The operative, who was not authorised to speak to the press, added that, "Abbas and the entire Palestinian leadership knew quite well that there was zero per cent chance that the restarted talks would succeed." "We simply don't want to lose the public relations showdown with Israel because what is happening is a public relations battle, not real peace efforts."

From a different vantage, some stress that Washington's intentions are disingenuous and that the US is only utilising the issue in order to isolate Iran by depriving the Islamic republic of a valuable propaganda card in its showdown with the West over its nuclear programme. The US, especially the State Department, is convinced that the Arab-Israeli conflict is an effective "red herring" that enables Iran to escape accountability with regards to its emerging nuclear capability.

Hence, observers in the Arab region argue forcefully that the driving motive behind accelerated US efforts to get Israel and the PA to resume peace talks has more to do with building an Arab coalition against Iran and less to do with pushing towards a lasting solution to the enduring conflict in the Middle East. The huge and seemingly unbridgeable gaps between the PA and Israel -- especially the present hawkish government, arguably the most extreme in Israel's history -- are bound to make tangible progress unlikely.

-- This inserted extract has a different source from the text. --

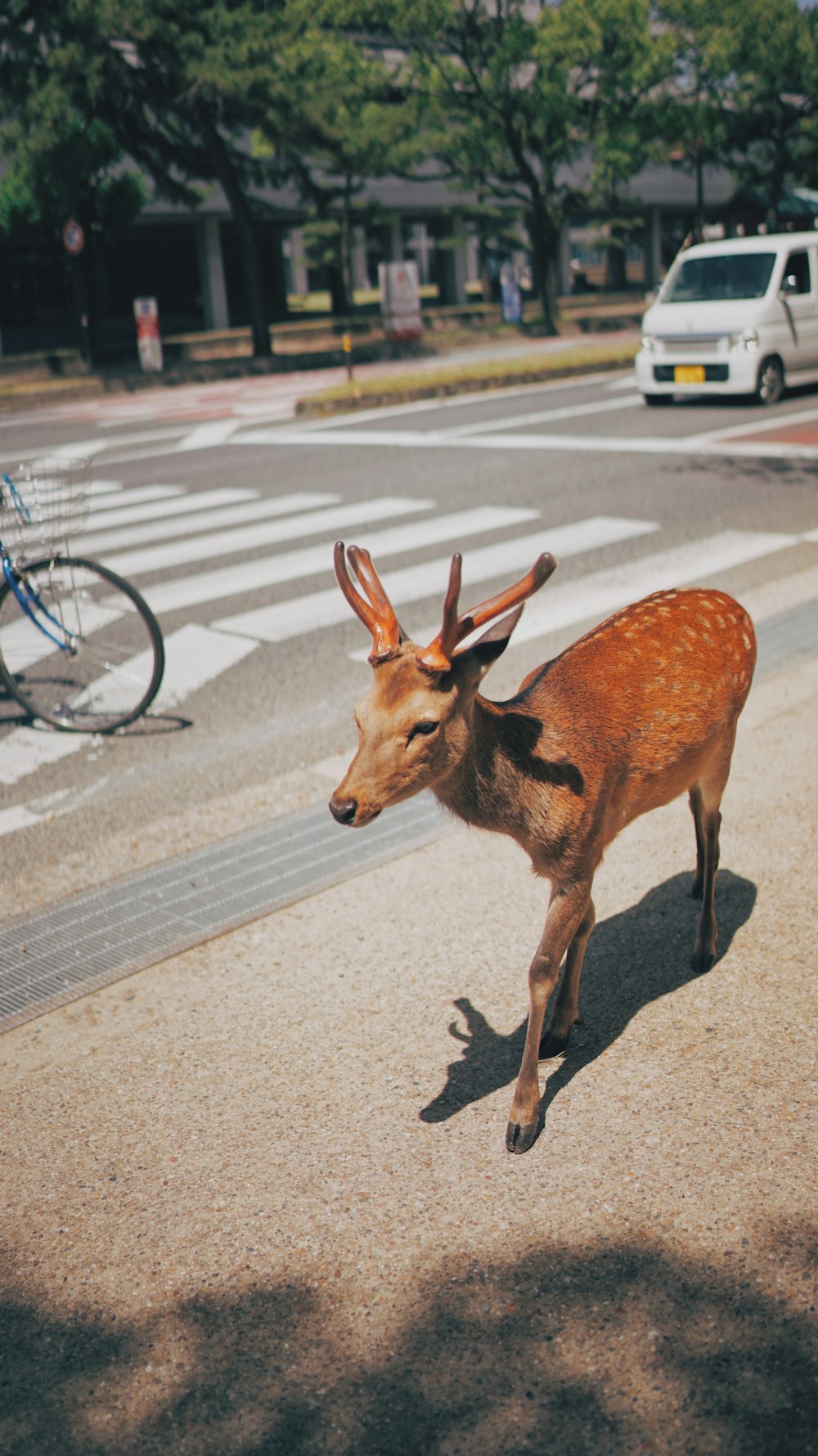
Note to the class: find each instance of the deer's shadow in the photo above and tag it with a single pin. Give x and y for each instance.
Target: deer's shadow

Indeed, while ostensibly accepting Palestinian statehood in principle, Netanyahu has repeatedly vowed that Israel would never withdraw from the bulk of the West Bank, including East Jerusalem, and the Jordan Valley. Netanyahu has also said repeatedly that Israel would retain its current control of all border crossing to and from the West Bank, which means that any future Palestinian state would lack sovereignty and real authority and be subservient to and tightly controlled by Israel.

It is also clear that talks between the two sides over such cardinal final status issues as the refugee problem, which many experts consider the heart of the Palestinian cause, will go nowhere since Israel vehemently rejects repatriating Palestinian refugees to their original villages and homes in what is now Israel. For its part, the PA can't ignore the issue lest it loses legitimacy in the eyes of the Palestinian people.

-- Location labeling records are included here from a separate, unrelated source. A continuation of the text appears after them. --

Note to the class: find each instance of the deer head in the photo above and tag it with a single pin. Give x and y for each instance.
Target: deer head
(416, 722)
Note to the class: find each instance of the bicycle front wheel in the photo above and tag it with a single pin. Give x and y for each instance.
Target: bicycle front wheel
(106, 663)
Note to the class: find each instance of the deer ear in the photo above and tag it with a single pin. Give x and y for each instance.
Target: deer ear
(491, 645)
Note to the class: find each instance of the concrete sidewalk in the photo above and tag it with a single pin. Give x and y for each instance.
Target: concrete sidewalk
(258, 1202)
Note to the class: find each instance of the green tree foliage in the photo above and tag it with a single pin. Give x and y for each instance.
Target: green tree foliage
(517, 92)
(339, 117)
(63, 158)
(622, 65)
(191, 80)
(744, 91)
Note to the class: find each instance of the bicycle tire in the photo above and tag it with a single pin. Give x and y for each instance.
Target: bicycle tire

President Abbas is thus resuming stalled talks with Israel from a position of considerable weakness. On numerous occasions, Abbas said he wouldn't return to the negotiating table with Israel unless the latter froze all settlement activities in the West Bank. His obvious retreat in this regard is bound to weaken his image both in the eyes of Israelis as well as the Palestinians.

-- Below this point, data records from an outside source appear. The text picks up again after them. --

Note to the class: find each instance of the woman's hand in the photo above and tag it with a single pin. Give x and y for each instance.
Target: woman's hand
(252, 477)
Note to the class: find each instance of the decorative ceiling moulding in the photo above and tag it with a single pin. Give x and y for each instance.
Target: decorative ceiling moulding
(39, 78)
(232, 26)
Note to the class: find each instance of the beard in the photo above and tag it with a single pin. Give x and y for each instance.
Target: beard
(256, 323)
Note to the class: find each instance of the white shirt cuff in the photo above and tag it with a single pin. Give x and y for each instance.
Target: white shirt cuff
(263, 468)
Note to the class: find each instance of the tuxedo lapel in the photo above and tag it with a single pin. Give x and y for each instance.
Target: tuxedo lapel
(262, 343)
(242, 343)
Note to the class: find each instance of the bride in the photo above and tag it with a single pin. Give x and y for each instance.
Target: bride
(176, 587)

Indeed, Abbas is likely to face mounting opposition from his own Fatah Party should he continue to disregard the party's institutions, such as the Revolutionary Council that recently reasserted its objection to the resumption of talks with Israel under the present circumstances (i.e. continued settlement expansion). Also, the Palestine Liberation Organisation, the umbrella organisation under whose rubric Abbas is resuming talks with Israel, is firmly opposed to the unconditional resumption of talks for the same reason.

Finally, Abbas's Palestinian arena is divided against itself, with the rift between Fatah and Hamas lingering if not deepening, and with no signs of a foreseeable breakthrough. For these and other reasons, it is expected that the Palestinian negotiators will be facing their Israeli counterparts from an inherently weak position.

With these hard realities, and frustrated by the rejectionist Israeli stance and also by the Obama administration's reluctance to pressure Israel, and still more by Arab states' chronic failure to help the Palestinians in any meaningful way behind paying rhetorical lip service to their cause, Abbas last week called on the US to impose a solution on the two sides. Observers have interpreted his call as an expression of exasperation, if not political depression.